In survival situations personal hygiene is often one of the last things a person considers. Given that the survivalist is mostly occupied with staying alive, this is a fair and reasonable ordering of priorities. Once a survival situation transitions from the acute phase to the maintenance phase, however, hygiene of one’s body and surrounding area should be considered with higher priority. Poor hygiene can easily become a back door to illnesses including infections. A simple cut can easily turn into an infection that may eventually become fatal, without the benefit of antibiotics.

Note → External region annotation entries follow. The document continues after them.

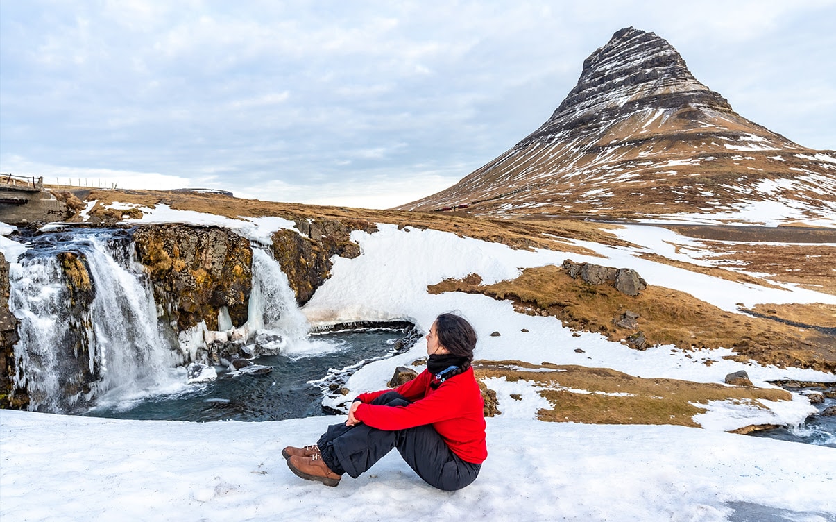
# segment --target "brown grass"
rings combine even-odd
[[[725,266],[836,295],[836,247],[826,244],[706,244]]]
[[[591,424],[677,424],[699,426],[693,417],[706,411],[692,403],[734,401],[763,407],[757,399],[788,401],[789,392],[770,388],[728,386],[676,379],[635,377],[609,368],[589,368],[518,361],[477,361],[481,379],[505,377],[530,381],[546,389],[539,392],[551,409],[540,410],[543,421]],[[585,390],[579,393],[569,390]],[[619,394],[619,395],[612,395]],[[499,411],[502,404],[498,405]],[[766,409],[766,408],[764,408]]]
[[[221,194],[183,193],[167,191],[94,190],[87,201],[98,202],[91,212],[105,212],[105,207],[114,202],[135,203],[149,207],[164,203],[176,210],[193,210],[237,218],[278,216],[295,221],[298,218],[325,218],[341,220],[363,219],[385,223],[399,227],[432,228],[484,241],[502,243],[513,248],[548,248],[598,256],[595,252],[572,243],[571,239],[584,239],[609,245],[628,245],[606,232],[612,226],[586,223],[581,220],[518,220],[487,219],[446,212],[415,212],[393,210],[370,210],[344,207],[321,207],[241,199]],[[110,211],[111,214],[114,212]],[[120,213],[123,213],[120,211]],[[125,211],[124,213],[128,213]],[[132,216],[135,217],[135,216]]]
[[[697,274],[705,274],[706,275],[710,275],[711,277],[716,277],[728,281],[736,281],[737,283],[747,283],[749,284],[757,284],[759,286],[765,286],[767,288],[773,288],[773,289],[783,288],[777,284],[772,284],[764,279],[758,279],[752,275],[748,275],[747,274],[741,274],[740,272],[732,272],[731,270],[726,270],[725,269],[720,269],[717,267],[701,266],[699,264],[694,264],[693,263],[686,263],[685,261],[680,261],[678,259],[671,259],[670,258],[665,258],[665,256],[659,255],[658,253],[642,253],[639,257],[644,259],[650,259],[650,261],[654,261],[655,263],[662,263],[664,264],[675,266],[678,269],[683,269],[690,272],[696,272]]]
[[[611,286],[573,279],[554,265],[527,269],[516,279],[494,284],[482,285],[481,278],[472,274],[446,279],[428,290],[510,299],[521,313],[553,315],[573,330],[599,332],[614,341],[637,331],[615,325],[622,314],[631,310],[639,315],[638,331],[649,345],[726,347],[742,361],[752,358],[781,367],[836,370],[836,343],[818,331],[726,312],[690,294],[660,286],[649,286],[630,297]]]
[[[753,310],[758,314],[779,320],[823,328],[836,328],[836,304],[824,303],[757,304]]]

Remember, before 1928 there were no antibiotics and people routinely died from staph, strep, TB and pneumonia infections.
Motivations for personal hygiene practice include reduction of personal illness, healing from personal illness, optimal health and sense of well being, social acceptance and prevention of spread of illness to others.
In a survival situation we must learn how we can care for our bodies (including teeth) and surroundings without Irish Spring soap and 409 kitchen cleaner, because even if we have some stocked up – we will run out eventually.
Body hygiene is achieved by using products including: soap, hair shampoo, toothbrushes, tooth paste, cotton swabs, antiperspirant, facial tissue, mouthwash, nail files, skin cleansers, toilet paper, and other such products. The survivalist knows how to approximate most or all of these modern day items using what’s available.